ISO27001 International Standard specifies the requirements for establishing, implementing, maintaining and continually improving information security processes and controls systematically and consistently within the context of the organisation’s overall business risks. (see ISO)

This is, why ISO 27001 is so relevant to ALL organisations and businesses, that have information to protect. It is not a standard, that from the outset describes, what you need to protect, and how you should protect it, but a standard that asks you to first identify your valuable assets, seen in the context of the organisation and interested parties. Then make a judgement about the risk to that asset, followed by a risk treatment plan.

Let us remind ourselves, that a risk is the combination of the probability (likelihood) of an event, and its consequence (impact). Risk occurs, when a threat and a corresponding vulnerability both exist. When an asset is not vulnerable to a threat, then there is no risk.

In terms of choosing a risk management process again ISO 27001 is not prescriptive but simply require that:

You settle on a process (ISO 27005:2011 gives a lot of guidance, see figure 1) that you can repeat and that would produce comparable results
You determine what you risk appetite is
You identify risk owners
You define and apply an information security risk treatment plan

Hence the work would typically start by identifying all assets, within the information security management system (ISMS) scope in a comprehensive register. For each asset you assess the risk.

Once a risk has been assessed, the next step in the risk management process is to identify what, if any, risk treatment action to take appropriate for each of the risks, that have been identified in the risk assessment. In short you have 4 options:

Avoid (Disabling USB ports is an example)
Reduce (A firewall is an example)
Transfer (Outsourcing or buying insurance is an example)
Accept (Allowing staff to use the internet is an example)
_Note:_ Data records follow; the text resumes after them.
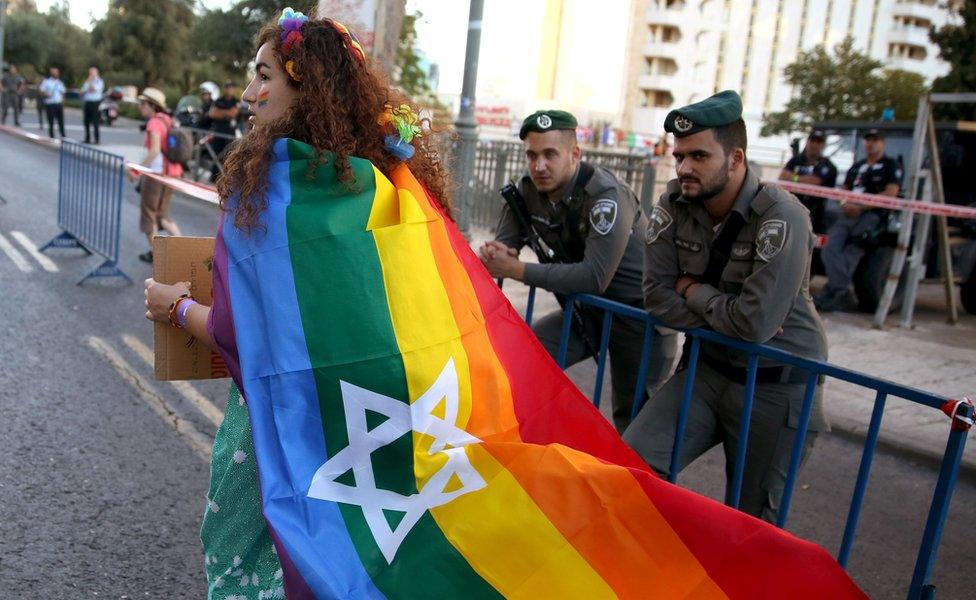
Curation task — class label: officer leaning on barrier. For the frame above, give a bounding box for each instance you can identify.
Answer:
[779,129,837,233]
[624,91,828,521]
[815,129,902,312]
[480,110,677,431]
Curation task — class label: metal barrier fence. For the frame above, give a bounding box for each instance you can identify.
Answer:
[466,140,654,228]
[510,288,973,600]
[41,140,132,285]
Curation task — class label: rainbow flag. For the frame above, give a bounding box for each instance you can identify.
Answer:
[218,140,863,599]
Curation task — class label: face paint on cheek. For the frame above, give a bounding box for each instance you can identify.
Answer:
[258,90,271,108]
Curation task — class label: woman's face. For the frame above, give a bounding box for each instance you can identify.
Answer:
[244,44,298,127]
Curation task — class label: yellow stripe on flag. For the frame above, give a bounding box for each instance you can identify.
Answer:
[370,180,614,598]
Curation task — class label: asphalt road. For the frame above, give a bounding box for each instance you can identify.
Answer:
[7,104,142,146]
[0,133,976,599]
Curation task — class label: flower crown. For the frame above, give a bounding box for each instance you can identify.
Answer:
[278,6,366,81]
[378,104,423,161]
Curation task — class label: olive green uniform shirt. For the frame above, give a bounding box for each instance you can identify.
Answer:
[495,163,647,304]
[644,171,827,367]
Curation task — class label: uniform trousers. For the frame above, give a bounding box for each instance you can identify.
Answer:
[820,212,881,292]
[623,362,826,523]
[84,100,101,144]
[0,92,20,127]
[532,310,678,433]
[44,103,64,137]
[139,177,180,238]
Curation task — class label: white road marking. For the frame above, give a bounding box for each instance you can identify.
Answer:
[122,334,224,427]
[0,233,34,273]
[86,336,213,461]
[10,231,58,273]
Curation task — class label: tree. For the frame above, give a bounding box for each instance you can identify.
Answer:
[4,3,94,87]
[393,12,451,124]
[92,0,196,87]
[761,37,925,135]
[929,0,976,121]
[190,0,281,78]
[865,69,927,121]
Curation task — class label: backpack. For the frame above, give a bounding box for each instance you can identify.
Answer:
[163,121,193,166]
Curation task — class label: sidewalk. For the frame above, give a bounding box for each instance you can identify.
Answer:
[5,120,976,475]
[471,230,976,474]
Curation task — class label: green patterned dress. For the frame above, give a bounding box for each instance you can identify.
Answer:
[200,384,285,600]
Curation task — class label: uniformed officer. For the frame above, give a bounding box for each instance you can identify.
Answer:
[624,91,827,521]
[779,129,837,233]
[816,129,902,312]
[480,110,677,431]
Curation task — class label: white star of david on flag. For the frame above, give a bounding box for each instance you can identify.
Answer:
[308,358,487,563]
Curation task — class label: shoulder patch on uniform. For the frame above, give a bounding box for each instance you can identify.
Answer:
[644,204,674,244]
[731,242,752,260]
[756,219,787,262]
[590,198,617,235]
[674,237,701,252]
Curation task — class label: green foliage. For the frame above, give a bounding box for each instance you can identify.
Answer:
[395,12,432,99]
[761,37,925,135]
[929,0,976,121]
[4,5,95,87]
[190,0,286,81]
[92,0,196,87]
[393,11,452,124]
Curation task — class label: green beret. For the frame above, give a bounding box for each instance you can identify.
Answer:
[664,90,742,137]
[519,110,576,140]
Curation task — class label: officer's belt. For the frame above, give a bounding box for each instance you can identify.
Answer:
[700,352,810,385]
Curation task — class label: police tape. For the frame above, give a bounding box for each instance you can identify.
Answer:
[0,125,220,204]
[764,180,976,219]
[125,162,220,204]
[0,125,61,148]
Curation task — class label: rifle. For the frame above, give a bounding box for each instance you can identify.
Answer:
[499,182,599,360]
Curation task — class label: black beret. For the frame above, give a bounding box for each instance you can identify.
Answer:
[664,90,742,137]
[519,110,576,140]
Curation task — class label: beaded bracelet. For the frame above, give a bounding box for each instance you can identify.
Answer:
[176,298,197,329]
[169,293,193,329]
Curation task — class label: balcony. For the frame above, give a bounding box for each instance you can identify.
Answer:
[644,4,689,29]
[637,73,678,92]
[891,2,945,23]
[630,106,671,134]
[641,42,681,61]
[888,27,931,48]
[884,56,930,73]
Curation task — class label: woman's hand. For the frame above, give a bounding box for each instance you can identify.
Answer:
[146,278,190,323]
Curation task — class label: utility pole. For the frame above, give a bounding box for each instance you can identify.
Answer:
[454,0,484,234]
[0,0,7,68]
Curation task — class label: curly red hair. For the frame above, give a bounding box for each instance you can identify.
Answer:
[217,10,451,231]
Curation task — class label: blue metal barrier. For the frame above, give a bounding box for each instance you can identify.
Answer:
[527,289,973,600]
[41,140,132,285]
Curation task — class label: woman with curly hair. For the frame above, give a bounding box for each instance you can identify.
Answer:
[146,9,451,600]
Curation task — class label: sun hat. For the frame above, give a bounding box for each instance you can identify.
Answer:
[137,88,169,110]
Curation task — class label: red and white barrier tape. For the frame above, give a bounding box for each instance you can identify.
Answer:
[0,125,220,204]
[941,398,973,431]
[764,180,976,219]
[125,162,220,204]
[0,125,61,148]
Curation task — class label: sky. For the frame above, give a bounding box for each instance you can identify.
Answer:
[37,0,630,112]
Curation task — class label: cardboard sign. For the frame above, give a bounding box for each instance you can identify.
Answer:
[153,237,230,381]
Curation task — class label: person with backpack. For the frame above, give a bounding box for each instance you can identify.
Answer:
[130,87,186,263]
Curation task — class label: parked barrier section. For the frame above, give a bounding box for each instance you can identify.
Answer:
[508,288,974,600]
[41,140,132,285]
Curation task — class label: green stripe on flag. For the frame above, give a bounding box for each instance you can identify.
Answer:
[287,141,499,598]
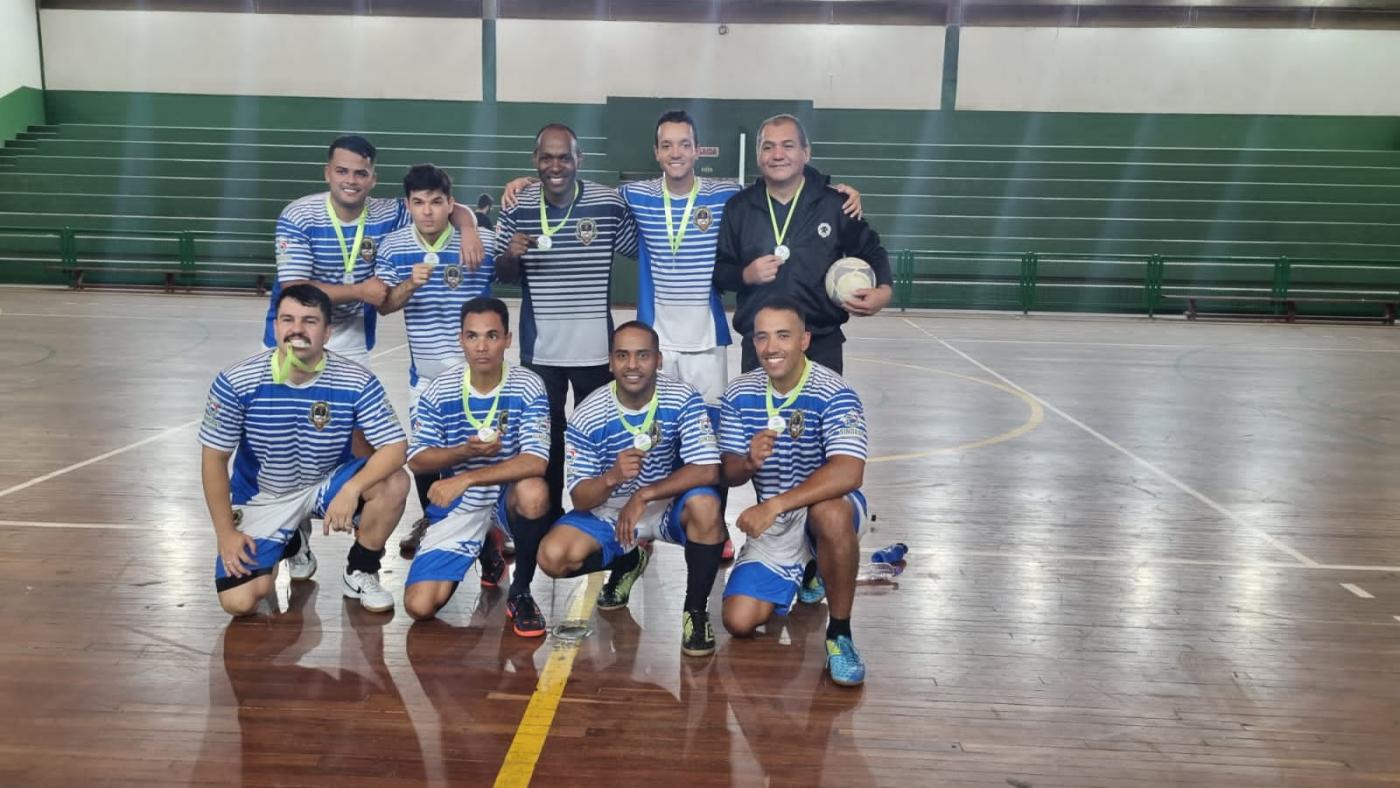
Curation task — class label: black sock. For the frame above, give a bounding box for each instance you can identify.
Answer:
[510,516,550,596]
[685,542,724,610]
[346,542,384,574]
[826,616,851,640]
[567,550,603,577]
[281,528,301,558]
[413,473,440,516]
[608,547,641,579]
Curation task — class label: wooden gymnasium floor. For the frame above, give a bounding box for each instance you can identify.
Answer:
[0,288,1400,787]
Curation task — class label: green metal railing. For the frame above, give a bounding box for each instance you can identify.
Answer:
[895,249,1400,316]
[0,225,1400,316]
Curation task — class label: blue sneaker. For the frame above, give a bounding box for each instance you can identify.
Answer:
[826,635,865,687]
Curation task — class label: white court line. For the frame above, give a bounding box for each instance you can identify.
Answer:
[0,343,409,498]
[0,312,267,323]
[0,519,147,533]
[903,318,1317,567]
[1341,582,1375,599]
[909,549,1400,572]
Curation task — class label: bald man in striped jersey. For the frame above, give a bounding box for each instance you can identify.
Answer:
[496,123,637,534]
[503,109,861,560]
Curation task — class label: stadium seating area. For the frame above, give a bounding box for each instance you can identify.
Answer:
[0,97,1400,316]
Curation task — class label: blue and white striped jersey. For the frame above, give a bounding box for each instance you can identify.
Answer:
[564,374,720,509]
[263,192,413,350]
[496,179,637,367]
[409,364,549,511]
[199,350,406,505]
[374,227,496,386]
[720,361,869,501]
[617,176,739,353]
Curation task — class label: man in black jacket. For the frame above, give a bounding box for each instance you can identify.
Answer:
[714,115,893,374]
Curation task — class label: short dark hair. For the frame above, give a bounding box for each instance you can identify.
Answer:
[456,295,511,333]
[652,109,700,146]
[753,295,806,330]
[535,120,578,153]
[608,321,661,353]
[273,283,330,326]
[755,112,812,148]
[403,164,452,197]
[326,134,378,162]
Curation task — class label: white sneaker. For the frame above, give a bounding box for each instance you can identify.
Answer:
[343,570,393,613]
[287,522,316,581]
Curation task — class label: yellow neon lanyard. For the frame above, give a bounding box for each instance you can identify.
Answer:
[539,181,578,235]
[269,347,326,384]
[462,364,510,430]
[661,175,697,260]
[612,381,661,435]
[763,358,812,418]
[326,195,370,274]
[766,178,806,246]
[413,227,452,253]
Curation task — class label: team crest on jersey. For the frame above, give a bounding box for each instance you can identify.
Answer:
[578,218,598,246]
[204,397,220,430]
[308,402,330,430]
[788,410,805,439]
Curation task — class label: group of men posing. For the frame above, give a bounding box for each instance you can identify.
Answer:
[200,112,890,684]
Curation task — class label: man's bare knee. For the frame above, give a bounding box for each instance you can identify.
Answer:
[512,479,549,519]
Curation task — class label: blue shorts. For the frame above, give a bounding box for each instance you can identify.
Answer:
[552,487,720,567]
[724,490,868,616]
[403,484,510,586]
[214,458,368,591]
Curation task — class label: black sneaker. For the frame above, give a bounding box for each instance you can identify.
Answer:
[476,539,505,588]
[505,593,547,637]
[399,516,428,558]
[680,610,714,656]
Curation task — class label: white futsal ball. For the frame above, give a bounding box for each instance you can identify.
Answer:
[826,258,875,304]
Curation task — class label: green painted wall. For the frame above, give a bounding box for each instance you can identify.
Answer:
[0,88,43,144]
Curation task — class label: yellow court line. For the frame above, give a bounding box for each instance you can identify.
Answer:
[848,356,1046,462]
[496,572,603,788]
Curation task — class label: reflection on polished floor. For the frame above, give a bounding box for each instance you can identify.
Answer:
[0,288,1400,788]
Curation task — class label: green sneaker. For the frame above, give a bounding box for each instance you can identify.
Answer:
[598,547,651,610]
[680,610,714,656]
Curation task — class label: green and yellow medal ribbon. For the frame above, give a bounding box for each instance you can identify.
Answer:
[763,357,812,418]
[539,182,578,242]
[413,227,452,255]
[269,347,326,384]
[767,178,806,246]
[462,364,510,430]
[661,175,697,262]
[326,195,370,277]
[610,381,661,445]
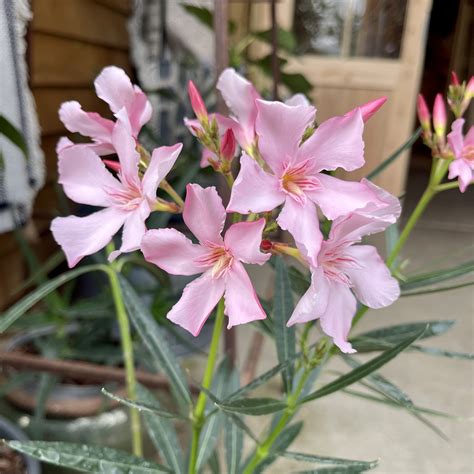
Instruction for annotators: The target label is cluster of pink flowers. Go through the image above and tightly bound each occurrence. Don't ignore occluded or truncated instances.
[52,67,402,352]
[417,72,474,193]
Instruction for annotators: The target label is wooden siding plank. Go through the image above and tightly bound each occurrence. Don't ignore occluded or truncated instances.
[31,32,130,87]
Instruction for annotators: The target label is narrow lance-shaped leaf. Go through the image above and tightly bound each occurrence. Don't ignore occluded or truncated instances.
[301,329,425,403]
[6,441,171,474]
[102,388,187,420]
[351,319,455,352]
[273,257,296,393]
[278,451,379,469]
[196,358,230,469]
[217,398,287,416]
[137,384,186,474]
[119,275,191,405]
[0,264,107,333]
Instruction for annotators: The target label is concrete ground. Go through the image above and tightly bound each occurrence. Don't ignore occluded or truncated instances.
[195,172,474,474]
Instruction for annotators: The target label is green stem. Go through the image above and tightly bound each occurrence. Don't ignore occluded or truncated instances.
[188,298,224,474]
[103,248,143,456]
[243,369,311,474]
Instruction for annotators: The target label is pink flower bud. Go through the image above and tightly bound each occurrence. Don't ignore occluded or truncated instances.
[102,160,120,173]
[416,94,431,132]
[433,94,448,138]
[451,71,461,87]
[221,128,237,161]
[188,81,207,120]
[360,96,387,122]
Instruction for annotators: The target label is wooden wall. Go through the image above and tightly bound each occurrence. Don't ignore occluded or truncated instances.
[0,0,130,308]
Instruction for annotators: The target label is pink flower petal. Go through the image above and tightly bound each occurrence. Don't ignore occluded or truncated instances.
[111,200,151,257]
[112,109,140,183]
[285,94,311,107]
[297,108,365,172]
[329,179,401,245]
[58,146,123,207]
[141,229,208,275]
[256,100,316,176]
[183,184,226,245]
[224,219,271,265]
[227,153,285,214]
[142,143,183,202]
[167,273,225,336]
[287,268,330,326]
[320,280,357,354]
[224,262,267,329]
[344,245,400,309]
[448,158,473,193]
[217,68,260,148]
[448,119,464,158]
[306,174,383,220]
[51,208,127,268]
[94,66,152,137]
[277,198,323,267]
[59,101,114,143]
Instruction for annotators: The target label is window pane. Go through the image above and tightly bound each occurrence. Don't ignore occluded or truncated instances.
[294,0,406,58]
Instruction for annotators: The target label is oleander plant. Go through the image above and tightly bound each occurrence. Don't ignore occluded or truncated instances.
[0,66,474,474]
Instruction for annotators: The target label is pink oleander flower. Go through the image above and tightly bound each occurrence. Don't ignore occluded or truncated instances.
[217,68,387,155]
[141,184,270,336]
[448,119,474,193]
[51,108,182,267]
[227,100,383,266]
[59,66,152,155]
[288,181,400,353]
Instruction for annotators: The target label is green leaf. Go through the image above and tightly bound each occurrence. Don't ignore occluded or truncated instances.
[252,28,297,54]
[216,398,287,416]
[273,257,296,393]
[137,384,186,474]
[255,421,303,474]
[350,320,455,352]
[118,275,191,405]
[0,114,28,159]
[400,260,474,292]
[278,451,379,469]
[343,356,447,440]
[342,388,463,421]
[196,358,231,470]
[0,264,107,334]
[301,328,426,403]
[223,370,244,474]
[6,441,171,474]
[102,388,187,420]
[366,127,422,181]
[280,72,313,95]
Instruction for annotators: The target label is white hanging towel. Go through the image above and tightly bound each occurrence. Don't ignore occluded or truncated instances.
[0,0,45,233]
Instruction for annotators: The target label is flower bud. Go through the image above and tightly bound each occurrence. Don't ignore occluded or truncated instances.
[451,71,461,87]
[221,128,237,161]
[433,94,448,140]
[461,76,474,115]
[416,94,431,132]
[188,81,207,121]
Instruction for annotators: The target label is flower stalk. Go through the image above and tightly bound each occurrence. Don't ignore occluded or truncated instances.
[106,243,143,456]
[188,298,224,474]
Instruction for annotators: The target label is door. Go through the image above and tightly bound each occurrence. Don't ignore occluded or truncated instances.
[243,0,431,195]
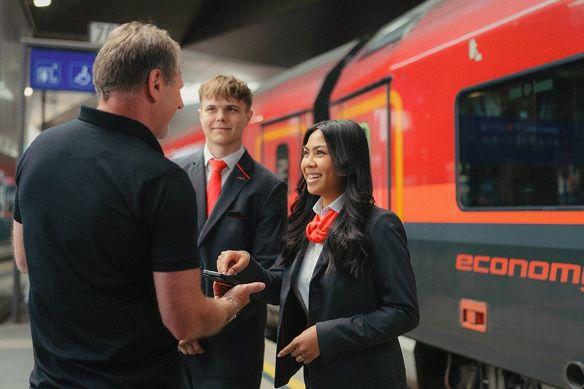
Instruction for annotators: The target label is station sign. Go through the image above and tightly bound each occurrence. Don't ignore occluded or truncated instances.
[30,47,96,93]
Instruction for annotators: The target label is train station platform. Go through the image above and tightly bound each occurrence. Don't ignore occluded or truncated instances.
[0,323,304,389]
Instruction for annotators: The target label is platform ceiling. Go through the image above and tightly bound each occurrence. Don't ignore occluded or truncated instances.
[21,0,422,67]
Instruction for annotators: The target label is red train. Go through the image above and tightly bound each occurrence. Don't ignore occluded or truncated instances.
[164,0,584,388]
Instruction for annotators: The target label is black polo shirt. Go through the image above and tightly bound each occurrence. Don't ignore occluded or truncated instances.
[14,107,199,388]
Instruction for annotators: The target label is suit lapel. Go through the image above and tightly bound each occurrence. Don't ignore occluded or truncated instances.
[310,243,329,283]
[191,151,207,235]
[197,151,253,246]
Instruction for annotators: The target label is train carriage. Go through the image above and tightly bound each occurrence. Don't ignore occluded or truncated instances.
[162,0,584,388]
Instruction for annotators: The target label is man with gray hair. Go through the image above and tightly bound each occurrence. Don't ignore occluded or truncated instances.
[14,22,263,388]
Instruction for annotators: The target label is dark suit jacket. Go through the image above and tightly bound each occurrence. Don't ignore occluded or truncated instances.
[241,207,419,389]
[175,150,287,377]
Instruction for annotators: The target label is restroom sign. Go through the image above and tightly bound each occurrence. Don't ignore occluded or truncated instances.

From an ISMS perspective, the main piece of work is to reduce the risk through the design and implementation of control objectives and controls. This is basically, what your management system is about, leading to the key document called the Statement of Applicability (SoA), which is where you explain, which of the 114 annex A controls you are implementing, and which you have decided to exclude (and why). The SoA together with the scope and policy are key documents for the certification audit.

There are plenty of tools and software solutions available to help you do risk management. I like to keep it simple and use a spreadsheet, where you list the asset, you are reviewing, you describe the risk and impact to the business, you score likelihood and severity (between 1 and 5), which are multiplied to give you an overall score, and finally you define the mitigating action and you re-score.